SHA-1 cracked by Google

So you can make your own SHA1 colliding PDFs now:

https://alf.nu/SHA1

Gmail flags PDFs generated in this manner as harmful.

Heptapod language makes more sense to me than that article.

first figure out what a hash function is:

"Imagine a new deck of cards. You write a step by step procedure for shuffling them. The end result is a ‘mixed up’ deck of cards. If you followed the same procedure for every new deck of cards you would get the same result.
A hash function is like shuffling a deck of cards except the input is an alphanumeric string of characters. "

A specific hashing algorithm SHA-1, first created in 1993, has been cracked by Google. Any software and hardware using this for security (passwords) or other ways like verifying digital signatures and file uniqueness in the Adobe Acrobat PDF format, is fundamentally broken.

Webkit repo using Apache SVN for software code checkin/out uses SHA1 hashing to differentiate code/files. Someone uploaded a corrupted PDF generated by the first link and it corrupted their system.

When you hash a file, you get a unique fingerprint based upon its contents. To collide hashes, you generate two different files with thr same hash. This is very computationally intensive today but won’t be in say, 10 years. So the moral is to stop using SHA1 and move to a hash without a known non brute-force attack vector like SHA256.

This is important because hashes are used to check that a file is what it’s supposed to be.

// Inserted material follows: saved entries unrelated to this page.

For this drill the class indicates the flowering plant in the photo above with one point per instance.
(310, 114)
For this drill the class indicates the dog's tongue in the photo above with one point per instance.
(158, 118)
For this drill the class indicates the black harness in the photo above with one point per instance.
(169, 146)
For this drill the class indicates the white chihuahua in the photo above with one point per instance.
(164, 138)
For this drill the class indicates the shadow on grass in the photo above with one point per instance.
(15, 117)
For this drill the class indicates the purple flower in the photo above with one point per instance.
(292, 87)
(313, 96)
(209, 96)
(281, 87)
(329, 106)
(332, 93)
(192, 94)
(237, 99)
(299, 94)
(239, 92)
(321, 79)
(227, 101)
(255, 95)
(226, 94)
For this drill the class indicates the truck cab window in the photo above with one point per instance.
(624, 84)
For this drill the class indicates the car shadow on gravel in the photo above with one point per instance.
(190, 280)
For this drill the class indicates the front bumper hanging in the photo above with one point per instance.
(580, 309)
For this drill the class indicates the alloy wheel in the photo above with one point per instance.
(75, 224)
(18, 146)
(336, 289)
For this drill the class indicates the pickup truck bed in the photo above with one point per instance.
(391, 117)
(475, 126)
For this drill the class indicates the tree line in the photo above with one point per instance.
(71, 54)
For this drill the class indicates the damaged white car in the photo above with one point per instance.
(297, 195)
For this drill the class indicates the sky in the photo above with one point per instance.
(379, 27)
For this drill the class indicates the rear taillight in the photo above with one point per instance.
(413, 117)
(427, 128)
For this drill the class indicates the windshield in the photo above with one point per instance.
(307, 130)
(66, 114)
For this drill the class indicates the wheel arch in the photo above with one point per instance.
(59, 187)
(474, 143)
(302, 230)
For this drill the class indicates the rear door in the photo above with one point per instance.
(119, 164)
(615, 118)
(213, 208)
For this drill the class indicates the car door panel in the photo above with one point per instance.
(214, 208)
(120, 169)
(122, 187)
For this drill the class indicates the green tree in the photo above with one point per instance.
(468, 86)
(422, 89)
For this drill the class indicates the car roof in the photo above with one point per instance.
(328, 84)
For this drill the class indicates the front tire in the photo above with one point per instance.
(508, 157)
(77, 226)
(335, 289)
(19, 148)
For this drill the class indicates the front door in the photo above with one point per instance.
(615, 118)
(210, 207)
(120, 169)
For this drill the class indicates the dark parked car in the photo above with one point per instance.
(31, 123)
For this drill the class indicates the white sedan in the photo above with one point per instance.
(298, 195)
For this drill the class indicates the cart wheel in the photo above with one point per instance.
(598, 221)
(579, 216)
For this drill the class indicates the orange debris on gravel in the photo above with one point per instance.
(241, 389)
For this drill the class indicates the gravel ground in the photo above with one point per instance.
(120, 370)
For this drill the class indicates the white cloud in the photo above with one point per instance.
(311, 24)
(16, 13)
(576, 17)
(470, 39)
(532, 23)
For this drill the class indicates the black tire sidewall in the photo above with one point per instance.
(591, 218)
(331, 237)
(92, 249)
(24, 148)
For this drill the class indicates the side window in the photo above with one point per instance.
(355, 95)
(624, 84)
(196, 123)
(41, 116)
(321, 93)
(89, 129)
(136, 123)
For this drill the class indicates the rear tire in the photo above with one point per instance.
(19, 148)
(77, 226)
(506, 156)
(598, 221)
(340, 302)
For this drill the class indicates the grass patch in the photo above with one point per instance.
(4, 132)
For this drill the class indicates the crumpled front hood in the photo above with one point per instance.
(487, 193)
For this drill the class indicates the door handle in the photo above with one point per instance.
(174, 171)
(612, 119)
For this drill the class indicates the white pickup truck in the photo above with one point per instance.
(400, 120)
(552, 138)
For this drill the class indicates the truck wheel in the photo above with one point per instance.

For example, when your browser gets a SSL certificate, it checks the hash against the signing authority like Verisign. So if a SHA1 collision attack existed on SSL certs a man in the middle could hijack your connection and steal your gmail password without your browser knowing any different.

Note this specific attack only works on PDFs as they are unique in that you can fit anything inside of them without compromising the file format. That doesn’t apply to SSL certs.

Some man wants your hash browns, and you go, sha, right! but he’s still on a collision course toward you.

Isn’t that two different files with the same hash?

What if I prefer natural cut instead?

Yes I fixed it.

Ah, got it. That makes sense. Thanks.



SHA1 has been on the decline for a while now as this was not unexpected. It’s the reason why I spent hundreds of hours a couple of years ago replacing certificates and updating a ton of network gear to shift to SHA256.

I’m not surprised at Google’s latest revelation. It only speeds up the timeline for getting rid of using that as a hash for anything. Hey, it’s been a good run for that hash. Over 20 years.

Very close. It was actually an episode of Spongebob.